San Juan.- La patóloga del habla y lenguaje del Centro Tomatis de Puerto Rico, Nellie Torres de Carella, advirtió hoy acerca de los daños a la salud del infante que puede causar el uso del bobo.

De acuerdo con Torres de Carella, el uso del bobo responde a una etapa en el desarrollo del infante, pero “puede ser inadecuado en otra. Todos encontramos hermoso a un bebé chupando bobo, pero causa una impresión negativa un niño de tres a cuatro años o más con un bobo en la boca”.

La experta indicó que el uso del bobo luego de pasado un año de vida del bebé puede ser perjudicial. Por ejemplo, las infecciones de garganta y oído son más frecuentes en los niños que usan el bobo debido a los gérmenes que se acumulan en este accesorio.

Además, un estudio reportó que los niños que no usan bobo sufren 33 por ciento menos infecciones de oído que los que los usan.

Igualmente, la especialista señaló que “las infecciones de oído recurrentes pueden afectar el desarrollo del lenguaje. Mantener el bobo en la boca afecta la maduración del proceso de tragar, perpetuando un movimiento lingual inmaduro, lo que causará problemas con la dentición y con el desarrollo de los sonidos del habla o articulación”.

“Sentir pena por un niño que se habituó a algo que originalmente no era perjudicial, pero que luego del año o, como máximo, de los dos años es perjudicial, no lo ayuda en nada”, aseguró la patóloga del habla y lenguaje.

De Carella afirmó que si se quiere eliminar el uso del bobo en el niño o niña “hay que hacerlo cuanto antes, mientras más tiempo pase, más difícil será eliminarlo. Puede eliminarlo gradualmente, dejarlo solo para dormir en la noche y luego sólo para cuando se despierta en la noche. Y puede colocar al bobo una sustancia con sabor desagradable que se usa para eliminar el hábito de comerse las uñas o chupar dedo”.

Asimismo, dijo que es recomendable “leer al niño cuentos dirigidos a romper ese hábito. Aunque son en inglés, puede traducir lo básico al español. Al tener las ilustraciones, el niño entenderá el mensaje (algunos de esos cuentos son los siguientes: Bye Bye Pacifier, de Louise GiKow; No More Pacifier, de Melanie O’Brien; y Pacifiers are not forever, de Elizabeth Verdick)”.

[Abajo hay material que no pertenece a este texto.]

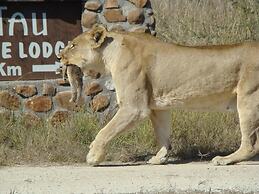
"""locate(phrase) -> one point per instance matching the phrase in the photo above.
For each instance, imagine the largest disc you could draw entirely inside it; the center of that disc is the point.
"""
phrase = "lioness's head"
(84, 51)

Igualmente, sostuvo que el bobo se puede canjear por algo que le guste mucho (regalo) y “si se pierde el bobo, no lo encuentre ni salga corriendo a comprar otro”.

La experta alertó que si al eliminar el hábito el niño lo sustituye por comerse las uñas, chupar un dedo o un paño, “podría tener una alteración sensorial oral y está buscando sensación. En ese caso, una evaluación oral sensori-motor por una patóloga del habla y lenguaje con experiencia en este tipo de dificultad es lo recomendable”.

El Centro Tomatis de Puerto Rico es una institución terapéutico-educativa que utiliza los programas modalidades y técnicas de terapia más efectivas, como la terapia sensorial auditiva Tomatis, el programa Lindamood Bell, la terapia oral-motor, la terapia para apraxia del habla infantil y la de narrativa, para ayudar a niños y jóvenes con diversos desórdenes de desarrollo o diagnósticos a superar muchas de sus dificultades.